9 Must-Haves for Surviving a Bladder Control Stimulation Trial
Going into my completion proctectomy surgery last year, it never occurred to me that when I woke up I might not ever urinate again without medical intervention. After consulting with numerous urologists and being told that more than likely my sacral nerves had been severed during surgery, I accepted that the InterStim Sacral Neuromodulation System was the best chance of restoring function to my bladder and ultimately protecting my kidneys.
The device works by electrically stimulating the sacral nerve, which is thought to normalize neural communication between the bladder and brain and between the bowel and the brain. Indications for InterStim placement include overactive bladder (OAB), urinary retention and fecal incontinence. Once approved by insurance, patients undergo a two-week trial phase to determine if the device will be successful in elevating symptoms before the permanent device is implanted.
The following nine items were instrumental in getting me through my trial phase comfortably:
1. Drawstring Pants — During the trial phase the battery pack is externally placed on a belt on the waist and the leads are secured to the lower back with gauze and bandages.
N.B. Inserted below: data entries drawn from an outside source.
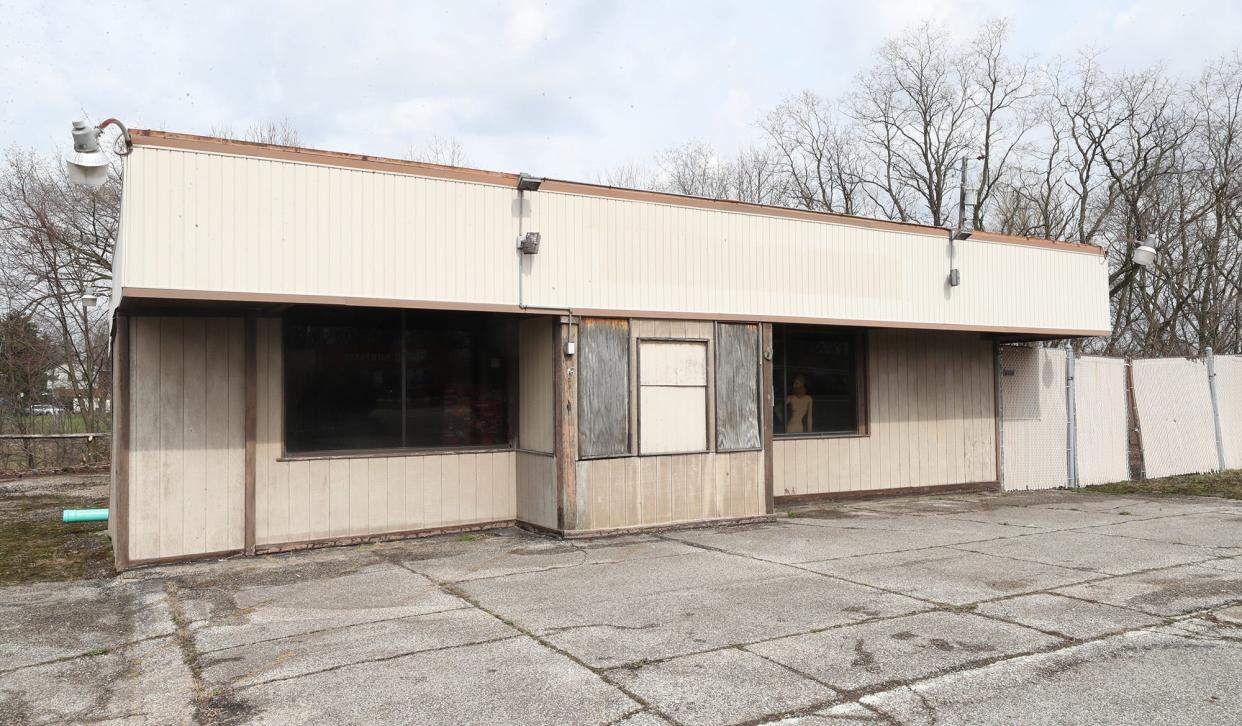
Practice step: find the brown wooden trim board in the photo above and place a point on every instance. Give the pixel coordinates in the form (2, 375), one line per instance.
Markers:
(121, 417)
(251, 426)
(971, 488)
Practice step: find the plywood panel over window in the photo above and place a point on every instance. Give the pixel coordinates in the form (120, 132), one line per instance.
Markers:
(672, 396)
(737, 389)
(604, 387)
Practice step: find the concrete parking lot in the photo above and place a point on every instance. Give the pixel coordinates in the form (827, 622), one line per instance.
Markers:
(1035, 608)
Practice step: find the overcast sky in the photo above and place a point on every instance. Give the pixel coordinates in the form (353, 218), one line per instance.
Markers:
(554, 88)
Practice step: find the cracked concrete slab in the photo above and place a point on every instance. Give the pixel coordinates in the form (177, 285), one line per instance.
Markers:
(723, 686)
(1173, 591)
(838, 715)
(142, 683)
(506, 681)
(1221, 531)
(668, 624)
(475, 560)
(1072, 618)
(77, 617)
(1097, 552)
(1148, 678)
(948, 575)
(898, 649)
(278, 607)
(1045, 518)
(301, 654)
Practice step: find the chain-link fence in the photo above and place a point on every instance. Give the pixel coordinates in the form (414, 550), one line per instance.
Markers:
(1071, 421)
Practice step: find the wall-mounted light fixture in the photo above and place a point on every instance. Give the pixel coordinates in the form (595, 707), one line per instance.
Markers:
(87, 165)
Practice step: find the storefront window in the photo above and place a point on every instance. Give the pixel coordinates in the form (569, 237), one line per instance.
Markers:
(373, 379)
(817, 377)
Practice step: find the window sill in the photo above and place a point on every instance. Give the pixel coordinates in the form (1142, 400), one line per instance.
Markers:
(393, 453)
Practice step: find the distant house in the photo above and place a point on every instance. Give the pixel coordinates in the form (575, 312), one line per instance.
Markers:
(317, 348)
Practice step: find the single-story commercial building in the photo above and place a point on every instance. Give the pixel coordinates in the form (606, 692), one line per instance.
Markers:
(317, 348)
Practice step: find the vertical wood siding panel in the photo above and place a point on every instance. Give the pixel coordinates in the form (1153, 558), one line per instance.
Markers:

I found the pressure of any type of waistline really agitated the site and got in the way of the battery back, and that drawstring style pants could be situated as tight or loose as I needed to comfortably accommodate the device.
2. Heating Pad — For the first week of the trial I found heat to be the most comforting on my surgical site to ease the pain. Using heat at night was key to falling and staying asleep.
3. Rolling Backpack — During the trial I was limited to a 10 lb. lifting limit. I carry a pretty big backpack to and from work every day, and I found that a backpack on wheels was the best compromise to stay within the restriction and not have to pick and choose what items were insignificant enough to leave at home.
4. Gauze Pads and Tegaderm — During the trial you will be sent home with leads on the outside of your body covered with gauze and Tegaderm to keep it dry and in place. I found that after a few days the bandage started to peel and became itchy to the point I needed to change it. Having gauze pads and Tegaderm on hand will ensure you can replace the bandages almost exactly the way they were after surgery.
5. The Mighty Med Planner by Mighty Well — While there are many people who know about my health struggles, there are just as many who don’t, and I like having the ability to be discreet about my medical supplies when I’m not in the mood to share my life story. The Mighty Med Planner was great throughout my trial phase, and it is something I will continue to use for the rest of my life. During the trial you will be provided with a remote control for your device and while you’re told it can be left at home, I found it was best kept with me as occasionally my leads came unplugged from the battery pack and I needed the remote to turn it back on. The Mighty Med Planner provided a great place to keep my remote and catheters and be able to discreetly carry it if I needed too. (You can use my affiliate code MOLLIET10 to get 10% off the purchase of your very own Mighty Med Planner.)
6. Refillable Ice Pack — Once the pain subsided during the trial, I got pretty itchy from having to have a bandage over the wire throughout the trail phase. I found a lot of relief from the Medline Refillable Ice Pack as it is rectangular and covers the entire test site perfectly.
7. Dry Shampoo — During the trial the surgical site must remain dry, which makes washing hair difficult. I opted for dry shampoo throughout the week to keep my hair looking clean and then stopped by a salon midway through the trial on the weekend for a wash and blowout.
8. Goodwipes Body Wipes — These are my go-to wipes for hospital stays and they worked great during the trail to help me feel fresh when a full on shower wasn’t option. They come in multiple scents, but my personal favorite is lavender.
9. Bladder or Colon Plush by I Heart Guts — I’ve always found it comforting to have a stuffed animal or other plush to keep me company in pre-op and while recovering from surgery. My pick for the Interstim trial and permanent implant is the bladder plush for OAB and retention patients and the colon plush for fecal incontinence patients. They are adorable and fun and my medical team loved them.